Though we found that 6MWD predicted falls in the present study, its specific sensitivity to detect fall is not known.  In COPD patients, walking test investigates muscle function, as TUG, but also cardiorespiratory capacity. So, we are not convinced that 6MWD could predict as well as TUG an impaired postural balance. Anyway, further studies are warranted before concluding that 6MWD could replace TUG and could asses the benefit of a specific balance training progamme. The following sentences have been added on line 287 : “However, the specific sensitivity of 6MWD is unknown. Moreover, in COPD patients, walking distance is limited by muscle function and by respiratory capacity and it is unlikely that 6MWD could assess as well as TUG the benefit of specific balance training exercises ».

Minor comments

- Some references appear written in the text. Please revise.

We apologize for this error in formatting 2 references in the statistics paragraph. This has been corrected.

- Please review for grammar.

We carefully check for grammar mistakes throughout the text.
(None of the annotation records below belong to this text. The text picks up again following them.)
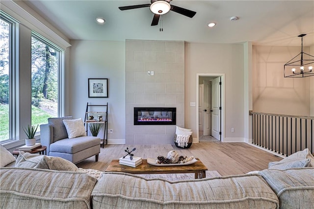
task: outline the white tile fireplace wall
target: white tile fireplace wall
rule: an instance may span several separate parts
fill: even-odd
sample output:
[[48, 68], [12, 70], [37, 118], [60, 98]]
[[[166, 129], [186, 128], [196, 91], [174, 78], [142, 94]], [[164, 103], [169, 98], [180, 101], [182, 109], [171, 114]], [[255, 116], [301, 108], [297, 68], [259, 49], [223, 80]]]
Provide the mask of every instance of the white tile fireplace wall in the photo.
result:
[[175, 125], [134, 126], [133, 111], [177, 107], [177, 125], [184, 127], [184, 42], [126, 40], [126, 144], [173, 144]]

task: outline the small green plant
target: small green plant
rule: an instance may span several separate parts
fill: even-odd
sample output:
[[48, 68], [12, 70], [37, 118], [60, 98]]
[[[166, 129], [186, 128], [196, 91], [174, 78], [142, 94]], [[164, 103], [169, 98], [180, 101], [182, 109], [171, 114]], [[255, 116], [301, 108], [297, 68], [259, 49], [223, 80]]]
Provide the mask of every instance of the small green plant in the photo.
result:
[[35, 128], [35, 126], [27, 125], [27, 128], [23, 128], [23, 130], [28, 139], [32, 139], [35, 137], [36, 131], [37, 131], [38, 125]]
[[103, 124], [100, 123], [93, 123], [89, 125], [89, 130], [93, 136], [97, 136]]

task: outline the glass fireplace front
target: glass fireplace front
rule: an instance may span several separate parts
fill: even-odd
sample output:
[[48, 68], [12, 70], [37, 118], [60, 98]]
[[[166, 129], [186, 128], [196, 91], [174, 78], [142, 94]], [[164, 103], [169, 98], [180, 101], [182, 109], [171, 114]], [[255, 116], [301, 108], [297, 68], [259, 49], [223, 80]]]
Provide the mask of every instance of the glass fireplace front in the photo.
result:
[[176, 107], [134, 107], [134, 125], [176, 125]]

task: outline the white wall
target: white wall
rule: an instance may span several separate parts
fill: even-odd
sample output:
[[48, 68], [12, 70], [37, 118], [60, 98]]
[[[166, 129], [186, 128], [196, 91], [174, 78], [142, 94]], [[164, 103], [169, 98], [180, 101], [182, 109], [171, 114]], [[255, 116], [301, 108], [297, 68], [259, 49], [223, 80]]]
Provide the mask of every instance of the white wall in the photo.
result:
[[[196, 138], [197, 74], [225, 74], [225, 141], [243, 141], [244, 137], [243, 46], [241, 44], [185, 43], [185, 127]], [[223, 107], [223, 108], [224, 107]], [[248, 114], [248, 112], [247, 113]], [[235, 132], [231, 132], [231, 128]]]
[[[83, 117], [87, 102], [109, 104], [109, 143], [125, 139], [125, 44], [123, 42], [72, 41], [71, 42], [70, 114]], [[243, 46], [241, 44], [185, 44], [185, 126], [196, 138], [197, 73], [225, 75], [225, 128], [224, 137], [244, 137]], [[109, 78], [108, 98], [88, 98], [88, 78]], [[231, 128], [235, 132], [231, 132]]]
[[284, 78], [284, 65], [300, 53], [300, 47], [254, 46], [253, 50], [253, 111], [309, 116], [312, 77]]
[[[70, 49], [69, 115], [84, 119], [87, 102], [108, 103], [108, 143], [125, 139], [125, 44], [124, 42], [72, 40]], [[108, 78], [107, 98], [88, 98], [88, 78]]]
[[[311, 46], [310, 54], [314, 54], [314, 45]], [[310, 79], [310, 116], [314, 117], [314, 76]]]

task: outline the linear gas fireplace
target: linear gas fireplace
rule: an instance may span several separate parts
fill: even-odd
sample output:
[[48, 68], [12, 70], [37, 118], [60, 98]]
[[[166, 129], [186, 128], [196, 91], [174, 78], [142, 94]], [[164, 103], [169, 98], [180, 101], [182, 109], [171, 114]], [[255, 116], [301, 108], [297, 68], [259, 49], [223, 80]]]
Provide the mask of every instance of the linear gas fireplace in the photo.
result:
[[134, 125], [176, 125], [176, 107], [134, 107]]

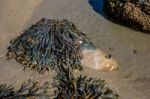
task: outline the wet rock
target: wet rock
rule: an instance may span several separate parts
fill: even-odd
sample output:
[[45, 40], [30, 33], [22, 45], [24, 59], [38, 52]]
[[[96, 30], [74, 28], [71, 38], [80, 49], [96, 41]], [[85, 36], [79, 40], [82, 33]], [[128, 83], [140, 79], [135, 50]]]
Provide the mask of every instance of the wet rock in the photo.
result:
[[105, 0], [104, 11], [108, 17], [150, 33], [150, 0]]

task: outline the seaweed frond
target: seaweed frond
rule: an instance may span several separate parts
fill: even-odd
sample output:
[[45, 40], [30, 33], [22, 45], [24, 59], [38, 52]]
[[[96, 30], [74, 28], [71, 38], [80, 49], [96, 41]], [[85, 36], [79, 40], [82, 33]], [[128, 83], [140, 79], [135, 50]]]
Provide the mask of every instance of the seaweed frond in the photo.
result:
[[45, 82], [40, 85], [38, 81], [28, 80], [17, 90], [10, 85], [0, 84], [0, 99], [35, 99], [36, 97], [50, 97], [50, 85]]
[[69, 51], [71, 68], [81, 69], [80, 41], [89, 42], [89, 39], [73, 23], [42, 19], [10, 42], [6, 56], [15, 58], [24, 68], [41, 72], [67, 64], [65, 52]]

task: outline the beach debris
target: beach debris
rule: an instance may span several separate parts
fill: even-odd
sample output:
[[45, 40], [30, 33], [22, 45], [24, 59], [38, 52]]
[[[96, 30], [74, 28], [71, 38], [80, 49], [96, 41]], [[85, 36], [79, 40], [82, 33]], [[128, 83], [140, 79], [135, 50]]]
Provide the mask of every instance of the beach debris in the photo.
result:
[[81, 64], [83, 67], [102, 72], [110, 72], [118, 69], [118, 64], [116, 60], [112, 58], [112, 55], [106, 55], [100, 49], [85, 49], [82, 51], [82, 54], [83, 58]]
[[0, 84], [0, 99], [37, 99], [37, 97], [49, 99], [51, 97], [49, 86], [48, 82], [41, 85], [39, 81], [33, 82], [30, 79], [17, 90], [12, 85]]
[[77, 30], [67, 20], [41, 19], [10, 42], [7, 58], [15, 58], [24, 68], [39, 72], [58, 69], [66, 63], [66, 51], [69, 64], [73, 69], [81, 67], [80, 43], [89, 42], [85, 33]]
[[136, 30], [150, 33], [150, 0], [104, 0], [104, 12]]
[[104, 80], [80, 75], [68, 76], [68, 72], [55, 77], [54, 99], [118, 99], [118, 94], [109, 89]]

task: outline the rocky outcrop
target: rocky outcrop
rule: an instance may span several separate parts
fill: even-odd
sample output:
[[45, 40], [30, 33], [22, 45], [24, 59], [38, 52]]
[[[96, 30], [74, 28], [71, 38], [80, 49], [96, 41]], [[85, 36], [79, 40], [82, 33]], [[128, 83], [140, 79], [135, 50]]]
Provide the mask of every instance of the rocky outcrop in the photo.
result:
[[150, 0], [105, 0], [104, 11], [108, 17], [150, 33]]

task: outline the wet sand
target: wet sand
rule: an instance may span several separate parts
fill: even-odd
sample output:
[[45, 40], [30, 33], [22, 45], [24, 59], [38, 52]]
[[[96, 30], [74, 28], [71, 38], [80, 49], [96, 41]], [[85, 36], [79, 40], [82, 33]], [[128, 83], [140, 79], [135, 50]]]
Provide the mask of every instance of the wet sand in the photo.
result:
[[[18, 86], [27, 79], [52, 81], [52, 73], [23, 71], [5, 56], [9, 41], [43, 17], [68, 19], [85, 31], [95, 45], [112, 54], [119, 64], [115, 72], [84, 69], [83, 74], [106, 80], [121, 99], [150, 98], [150, 35], [112, 23], [91, 2], [98, 0], [0, 0], [0, 82]], [[100, 6], [100, 5], [99, 5]], [[134, 51], [136, 50], [136, 51]], [[77, 72], [79, 73], [79, 72]]]

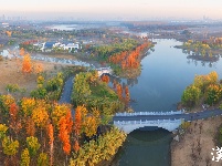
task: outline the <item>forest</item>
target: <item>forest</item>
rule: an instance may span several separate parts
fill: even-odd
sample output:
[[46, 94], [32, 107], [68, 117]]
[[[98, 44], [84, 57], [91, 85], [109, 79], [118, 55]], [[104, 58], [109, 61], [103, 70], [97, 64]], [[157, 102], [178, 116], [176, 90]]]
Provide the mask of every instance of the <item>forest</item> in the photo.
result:
[[[126, 134], [109, 122], [129, 102], [128, 87], [115, 82], [112, 89], [107, 75], [99, 77], [81, 66], [46, 77], [41, 65], [33, 68], [30, 55], [20, 51], [21, 74], [36, 74], [36, 87], [29, 97], [15, 98], [15, 85], [0, 95], [0, 165], [93, 166], [110, 160]], [[73, 105], [60, 104], [73, 74]]]

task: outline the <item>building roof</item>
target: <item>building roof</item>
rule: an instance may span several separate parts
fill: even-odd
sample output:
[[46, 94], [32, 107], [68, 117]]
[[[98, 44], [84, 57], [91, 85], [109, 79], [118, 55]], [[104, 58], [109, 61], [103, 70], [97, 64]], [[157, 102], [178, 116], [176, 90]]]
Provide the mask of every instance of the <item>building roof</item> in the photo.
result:
[[47, 48], [47, 49], [52, 49], [52, 46], [55, 44], [56, 42], [46, 42], [44, 44], [44, 48]]
[[2, 39], [2, 38], [0, 38], [0, 44], [6, 44], [6, 43], [8, 43], [8, 42], [9, 42], [8, 39]]

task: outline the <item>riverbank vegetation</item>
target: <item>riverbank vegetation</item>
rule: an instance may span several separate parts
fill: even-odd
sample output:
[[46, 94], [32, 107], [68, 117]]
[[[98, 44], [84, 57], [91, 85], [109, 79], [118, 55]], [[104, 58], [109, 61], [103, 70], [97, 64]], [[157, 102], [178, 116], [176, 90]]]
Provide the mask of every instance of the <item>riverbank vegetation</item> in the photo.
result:
[[97, 72], [80, 73], [75, 76], [72, 102], [74, 106], [85, 105], [87, 108], [97, 107], [103, 115], [113, 115], [124, 111], [130, 96], [128, 86], [121, 86], [114, 81], [114, 87], [108, 86], [109, 77], [98, 77]]
[[192, 58], [203, 61], [216, 61], [222, 53], [222, 38], [210, 38], [204, 41], [188, 40], [182, 45], [176, 46], [186, 50]]
[[[115, 106], [123, 103], [108, 87], [107, 77], [102, 81], [92, 72], [80, 73], [76, 80], [86, 86], [77, 89], [77, 83], [74, 84], [77, 92], [84, 91], [78, 94], [76, 104], [81, 106], [75, 105], [74, 118], [71, 105], [55, 102], [64, 84], [62, 73], [47, 81], [39, 75], [38, 87], [31, 92], [33, 97], [0, 95], [0, 165], [95, 165], [110, 159], [126, 134], [110, 126], [99, 129], [108, 123], [102, 117], [113, 114]], [[92, 102], [86, 101], [88, 92], [93, 94]], [[106, 105], [99, 105], [101, 102]]]
[[[97, 61], [108, 63], [114, 74], [121, 77], [137, 77], [140, 74], [142, 54], [152, 46], [148, 40], [125, 40], [123, 43], [103, 45], [93, 49], [91, 56]], [[137, 73], [135, 75], [135, 73]]]
[[195, 75], [191, 85], [183, 91], [181, 103], [186, 107], [208, 104], [210, 106], [221, 102], [222, 84], [219, 82], [218, 73], [208, 75]]
[[71, 165], [94, 165], [108, 160], [126, 138], [117, 128], [97, 129], [97, 108], [77, 106], [73, 120], [71, 105], [0, 95], [0, 165], [68, 165], [70, 158]]

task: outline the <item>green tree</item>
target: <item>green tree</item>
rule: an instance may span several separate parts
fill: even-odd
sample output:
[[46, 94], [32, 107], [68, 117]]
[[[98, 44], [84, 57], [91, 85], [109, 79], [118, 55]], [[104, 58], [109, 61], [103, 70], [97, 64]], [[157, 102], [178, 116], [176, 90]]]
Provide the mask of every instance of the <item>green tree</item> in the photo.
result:
[[27, 146], [28, 146], [30, 156], [36, 155], [36, 152], [40, 148], [38, 138], [34, 136], [27, 137]]
[[47, 154], [41, 153], [38, 158], [38, 166], [49, 166], [49, 157]]
[[22, 154], [21, 154], [20, 166], [29, 166], [29, 165], [30, 165], [30, 153], [29, 153], [29, 149], [25, 148], [22, 151]]
[[18, 153], [19, 142], [4, 137], [2, 141], [2, 147], [6, 155], [13, 156]]
[[194, 106], [201, 96], [201, 90], [194, 85], [188, 86], [182, 94], [181, 101], [188, 106]]

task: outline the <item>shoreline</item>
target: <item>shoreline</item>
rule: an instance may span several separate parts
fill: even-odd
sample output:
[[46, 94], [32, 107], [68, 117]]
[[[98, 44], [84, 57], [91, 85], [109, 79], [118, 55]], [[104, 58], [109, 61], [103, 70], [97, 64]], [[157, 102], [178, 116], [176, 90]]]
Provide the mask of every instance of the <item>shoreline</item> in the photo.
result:
[[[221, 163], [212, 162], [211, 151], [215, 148], [215, 136], [221, 126], [222, 117], [214, 116], [205, 120], [197, 120], [190, 123], [181, 134], [172, 133], [170, 143], [171, 166], [219, 166]], [[175, 137], [178, 136], [179, 141]]]

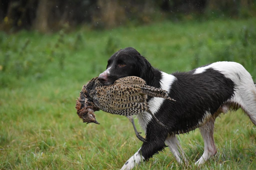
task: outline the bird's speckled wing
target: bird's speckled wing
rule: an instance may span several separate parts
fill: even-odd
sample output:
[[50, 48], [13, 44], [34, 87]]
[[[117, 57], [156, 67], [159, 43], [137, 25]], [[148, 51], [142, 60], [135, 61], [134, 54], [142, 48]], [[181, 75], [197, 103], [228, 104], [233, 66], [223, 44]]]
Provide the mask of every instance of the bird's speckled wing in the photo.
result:
[[124, 87], [139, 87], [142, 85], [146, 84], [142, 79], [136, 76], [129, 76], [120, 78], [116, 81], [114, 84], [121, 84]]

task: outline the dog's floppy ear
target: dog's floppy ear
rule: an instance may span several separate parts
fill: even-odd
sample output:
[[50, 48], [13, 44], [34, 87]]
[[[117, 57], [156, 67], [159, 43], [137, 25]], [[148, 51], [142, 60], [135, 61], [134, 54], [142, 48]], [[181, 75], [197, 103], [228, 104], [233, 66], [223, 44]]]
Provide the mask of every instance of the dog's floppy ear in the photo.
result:
[[145, 80], [147, 75], [152, 74], [153, 68], [151, 64], [144, 57], [140, 56], [137, 59], [136, 68], [137, 72], [139, 73], [140, 77]]

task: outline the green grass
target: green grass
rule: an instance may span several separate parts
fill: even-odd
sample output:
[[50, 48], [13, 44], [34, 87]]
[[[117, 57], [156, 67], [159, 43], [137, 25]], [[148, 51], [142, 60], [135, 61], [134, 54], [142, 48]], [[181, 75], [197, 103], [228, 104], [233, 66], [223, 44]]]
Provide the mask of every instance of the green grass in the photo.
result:
[[[104, 70], [110, 56], [132, 46], [170, 73], [235, 61], [255, 81], [255, 26], [252, 18], [165, 21], [104, 31], [81, 27], [48, 34], [0, 33], [0, 169], [120, 168], [142, 144], [131, 124], [101, 111], [100, 125], [87, 124], [74, 108], [83, 85]], [[215, 124], [217, 153], [200, 169], [255, 169], [256, 127], [240, 110], [221, 117]], [[193, 163], [204, 150], [200, 132], [179, 139], [191, 167], [178, 165], [166, 148], [136, 169], [197, 169]]]

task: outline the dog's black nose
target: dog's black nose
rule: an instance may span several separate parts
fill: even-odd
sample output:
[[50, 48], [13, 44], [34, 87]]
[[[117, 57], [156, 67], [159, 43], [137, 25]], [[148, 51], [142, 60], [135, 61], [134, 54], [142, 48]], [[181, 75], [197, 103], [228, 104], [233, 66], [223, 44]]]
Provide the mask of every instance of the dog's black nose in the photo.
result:
[[107, 77], [106, 75], [100, 75], [98, 77], [98, 80], [100, 81], [100, 83], [102, 84], [104, 84], [104, 83], [107, 81]]

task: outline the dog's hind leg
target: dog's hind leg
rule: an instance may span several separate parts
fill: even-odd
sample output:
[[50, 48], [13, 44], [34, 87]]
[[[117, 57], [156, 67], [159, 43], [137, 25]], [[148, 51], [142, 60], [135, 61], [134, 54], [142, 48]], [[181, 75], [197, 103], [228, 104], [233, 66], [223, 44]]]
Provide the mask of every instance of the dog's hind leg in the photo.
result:
[[196, 165], [204, 163], [217, 152], [213, 138], [215, 121], [214, 119], [212, 118], [205, 124], [199, 128], [200, 132], [204, 139], [205, 148], [203, 155], [196, 163]]
[[175, 136], [169, 136], [167, 137], [165, 142], [175, 157], [177, 161], [179, 163], [184, 163], [187, 164], [187, 160], [185, 157], [183, 150], [181, 148], [179, 141]]

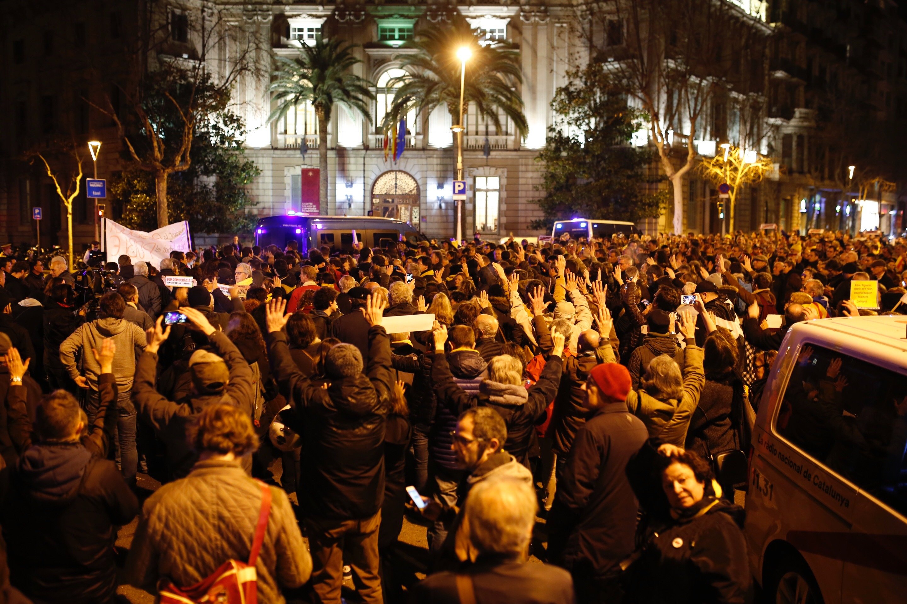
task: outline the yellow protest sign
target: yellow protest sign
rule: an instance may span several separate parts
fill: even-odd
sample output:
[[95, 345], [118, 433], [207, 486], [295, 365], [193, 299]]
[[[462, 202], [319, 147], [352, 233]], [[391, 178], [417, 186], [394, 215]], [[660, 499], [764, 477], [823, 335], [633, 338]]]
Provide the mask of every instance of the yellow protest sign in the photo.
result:
[[852, 281], [851, 302], [857, 308], [876, 310], [879, 308], [879, 282]]

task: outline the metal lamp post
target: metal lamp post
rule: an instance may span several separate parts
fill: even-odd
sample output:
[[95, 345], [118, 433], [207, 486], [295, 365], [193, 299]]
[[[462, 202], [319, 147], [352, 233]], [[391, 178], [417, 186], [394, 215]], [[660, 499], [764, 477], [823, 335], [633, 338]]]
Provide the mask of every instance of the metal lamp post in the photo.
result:
[[[101, 151], [100, 140], [89, 140], [88, 151], [92, 154], [92, 163], [94, 165], [94, 178], [98, 177], [98, 153]], [[94, 200], [94, 241], [101, 240], [101, 234], [98, 232], [98, 200]]]
[[[466, 85], [466, 62], [473, 56], [473, 51], [468, 46], [457, 49], [456, 56], [460, 60], [460, 123], [451, 128], [457, 135], [456, 152], [456, 179], [463, 180], [463, 95]], [[463, 201], [456, 200], [456, 241], [463, 241]]]

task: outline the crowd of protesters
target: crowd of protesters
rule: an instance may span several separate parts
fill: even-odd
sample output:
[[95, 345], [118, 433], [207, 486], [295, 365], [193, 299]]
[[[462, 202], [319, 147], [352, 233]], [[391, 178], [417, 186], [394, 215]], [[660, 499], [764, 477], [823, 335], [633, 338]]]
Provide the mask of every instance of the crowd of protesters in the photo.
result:
[[230, 561], [268, 603], [347, 579], [370, 604], [750, 602], [717, 455], [746, 449], [786, 331], [907, 312], [905, 264], [844, 233], [236, 240], [156, 266], [4, 245], [0, 602], [201, 601]]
We have corrected some and we hope the english editing is now improved.

Reviewer 2 Report

Please be so kind to provide more informations in introduction and to make more comments related to other publications in this field.

The topic is an interesting one not only for clinical purposes but also for clinical research.

Even ther is a special tool , the topic is original and add avalue to the subject area.

There is a very interesting approach of a new tool for COPD patients and very useful in clinical practice or clinical research to complete the functional evaluation of COPD patients and to predict the risk of fall.

The paper is very well written, with a strong and clear data and statistical analysis.

The conclusions are consistent with the evidence and arguments presented and nice presentation of the limitations of the study.

The article to a TUG value longer than 1 s predicts fall risk at 6- month in individuals with COPD is an interesting point of view even that is related only with a particular tool and there is no recommendation for it in GOLD COPD guidelines at this moment.

The scientific presentation is good .

The English is very well.

Author Response

We warmly thank the reviewer for his positive comments on our paper.

Round 2

Reviewer 1 Report

The authors have done a good job addressing my comments.